The Colossus of Rhodes is directed by Sergio Leone, runs 128 minutes, is made by Procusa (Madrid), Produzioni Atlas Consorziate, Comptoir Français de Productions Cinématographiques (Paris) and Cine-Produzioni Associate (Rome), is released by MGM (US) and Produzioni Atlas Consorziate (Italy), is written by Ennio De Concini, Sergio Leone, Cesare Seccia, Luciano Martino, Ageo Savioli, Luciano Chitarrini, and Carlo Gualtieri, is shot in Eastmancolor and SupertotalScope widescreen by Antonio L Ballesteros, is produced by Michele Scaglione, Giuseppe Maggi and Mario Maggi, and is scored by Angelo Francesco.
Calhoun wears a wide bracelet on his left arm to hide his 20th-century tattoos.
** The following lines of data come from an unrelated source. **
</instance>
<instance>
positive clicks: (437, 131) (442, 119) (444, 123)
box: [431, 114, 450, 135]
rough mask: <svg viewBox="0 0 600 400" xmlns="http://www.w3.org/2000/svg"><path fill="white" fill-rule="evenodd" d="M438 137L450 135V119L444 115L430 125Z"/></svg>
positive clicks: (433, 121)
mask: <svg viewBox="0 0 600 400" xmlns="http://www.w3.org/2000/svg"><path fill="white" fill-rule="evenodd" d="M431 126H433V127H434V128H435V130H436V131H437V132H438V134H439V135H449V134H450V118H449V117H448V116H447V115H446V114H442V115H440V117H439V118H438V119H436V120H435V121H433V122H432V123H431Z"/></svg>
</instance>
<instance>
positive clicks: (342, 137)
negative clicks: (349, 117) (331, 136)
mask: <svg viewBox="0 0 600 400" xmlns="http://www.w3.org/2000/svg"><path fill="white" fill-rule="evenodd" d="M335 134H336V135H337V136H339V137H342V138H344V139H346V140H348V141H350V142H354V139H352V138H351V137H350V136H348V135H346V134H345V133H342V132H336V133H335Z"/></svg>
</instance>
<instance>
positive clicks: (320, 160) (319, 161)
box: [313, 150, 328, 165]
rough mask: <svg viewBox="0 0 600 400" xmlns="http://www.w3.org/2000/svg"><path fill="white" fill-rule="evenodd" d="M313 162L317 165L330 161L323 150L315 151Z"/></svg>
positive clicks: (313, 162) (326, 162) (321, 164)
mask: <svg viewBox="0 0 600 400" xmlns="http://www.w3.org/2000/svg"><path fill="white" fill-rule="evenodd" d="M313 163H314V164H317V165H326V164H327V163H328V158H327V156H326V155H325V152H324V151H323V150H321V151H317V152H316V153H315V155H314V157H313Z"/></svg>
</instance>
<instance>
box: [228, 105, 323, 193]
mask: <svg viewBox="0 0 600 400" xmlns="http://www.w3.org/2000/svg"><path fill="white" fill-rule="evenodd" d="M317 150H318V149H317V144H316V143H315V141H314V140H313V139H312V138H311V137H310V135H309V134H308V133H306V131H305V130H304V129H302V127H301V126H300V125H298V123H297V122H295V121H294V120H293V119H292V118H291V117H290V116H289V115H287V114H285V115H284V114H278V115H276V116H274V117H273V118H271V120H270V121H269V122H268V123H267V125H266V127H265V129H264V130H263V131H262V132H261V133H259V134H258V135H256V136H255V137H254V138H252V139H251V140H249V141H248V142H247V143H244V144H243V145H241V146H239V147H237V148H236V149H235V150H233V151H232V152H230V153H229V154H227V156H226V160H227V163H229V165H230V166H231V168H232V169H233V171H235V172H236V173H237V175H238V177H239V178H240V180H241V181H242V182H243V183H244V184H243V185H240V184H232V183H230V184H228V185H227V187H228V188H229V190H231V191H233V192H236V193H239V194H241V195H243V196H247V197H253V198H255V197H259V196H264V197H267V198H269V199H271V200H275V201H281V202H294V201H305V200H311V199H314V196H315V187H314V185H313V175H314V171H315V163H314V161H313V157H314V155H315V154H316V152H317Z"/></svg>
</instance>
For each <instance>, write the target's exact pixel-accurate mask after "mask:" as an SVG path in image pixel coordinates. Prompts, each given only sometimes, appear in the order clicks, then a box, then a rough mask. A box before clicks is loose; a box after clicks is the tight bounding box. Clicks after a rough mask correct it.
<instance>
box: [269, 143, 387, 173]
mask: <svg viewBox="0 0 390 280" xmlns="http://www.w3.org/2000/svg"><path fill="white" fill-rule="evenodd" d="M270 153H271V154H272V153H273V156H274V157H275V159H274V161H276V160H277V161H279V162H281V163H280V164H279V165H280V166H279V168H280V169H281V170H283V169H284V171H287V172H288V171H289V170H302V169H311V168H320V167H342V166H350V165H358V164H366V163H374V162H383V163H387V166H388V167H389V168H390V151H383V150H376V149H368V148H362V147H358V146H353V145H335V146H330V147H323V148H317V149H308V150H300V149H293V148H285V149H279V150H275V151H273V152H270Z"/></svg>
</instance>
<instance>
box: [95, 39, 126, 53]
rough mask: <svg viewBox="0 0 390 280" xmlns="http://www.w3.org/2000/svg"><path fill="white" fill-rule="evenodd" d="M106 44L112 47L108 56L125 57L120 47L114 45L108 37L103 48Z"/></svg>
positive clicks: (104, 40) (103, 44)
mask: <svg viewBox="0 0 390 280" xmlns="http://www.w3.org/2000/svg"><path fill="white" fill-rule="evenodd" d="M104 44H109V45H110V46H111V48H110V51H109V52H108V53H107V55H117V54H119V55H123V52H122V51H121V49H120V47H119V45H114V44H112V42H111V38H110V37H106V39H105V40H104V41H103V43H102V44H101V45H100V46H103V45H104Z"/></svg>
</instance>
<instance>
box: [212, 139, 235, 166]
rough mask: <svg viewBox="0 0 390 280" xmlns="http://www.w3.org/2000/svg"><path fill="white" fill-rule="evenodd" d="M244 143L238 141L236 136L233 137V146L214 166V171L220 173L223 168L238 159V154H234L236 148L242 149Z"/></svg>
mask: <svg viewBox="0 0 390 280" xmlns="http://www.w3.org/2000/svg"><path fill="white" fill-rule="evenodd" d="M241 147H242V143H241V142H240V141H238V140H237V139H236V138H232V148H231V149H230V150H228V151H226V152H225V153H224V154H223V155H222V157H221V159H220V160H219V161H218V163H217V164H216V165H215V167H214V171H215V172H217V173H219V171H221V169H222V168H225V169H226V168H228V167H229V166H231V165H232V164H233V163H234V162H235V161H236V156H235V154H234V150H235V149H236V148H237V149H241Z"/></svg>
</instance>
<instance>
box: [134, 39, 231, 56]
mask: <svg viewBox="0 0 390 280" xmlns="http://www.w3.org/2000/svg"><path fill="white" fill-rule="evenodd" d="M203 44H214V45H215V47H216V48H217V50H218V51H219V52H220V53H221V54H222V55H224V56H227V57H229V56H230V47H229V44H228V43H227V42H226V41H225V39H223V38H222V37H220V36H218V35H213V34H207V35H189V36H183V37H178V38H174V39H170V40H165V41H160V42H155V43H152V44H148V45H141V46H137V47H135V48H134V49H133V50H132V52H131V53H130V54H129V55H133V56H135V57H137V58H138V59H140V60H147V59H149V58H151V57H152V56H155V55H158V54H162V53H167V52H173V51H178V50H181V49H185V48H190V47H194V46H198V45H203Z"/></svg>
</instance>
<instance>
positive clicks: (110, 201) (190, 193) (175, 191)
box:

Lea Massari, born Anna Maria Massatani (30 June 1933 – 23 June 2025) is known in art cinema as the missing woman in Michelangelo Antonioni’s L’Avventura (1960) and as the mother in Louis Malle’s Souffle au Coeur [Murmur of the Heart] (1971). Her career includes Sergio Leone’s debut The Colossus of Rhodes [Il Colosso di Rodi] (1961), The Things of Life [Les choses de la vie] (1970) and Francesco Rosi’s Christ Stopped at Eboli [Cristo si è fermato a Eboli] (1979), for which she won the Nastro d’Argento award for Best Supporting Actress.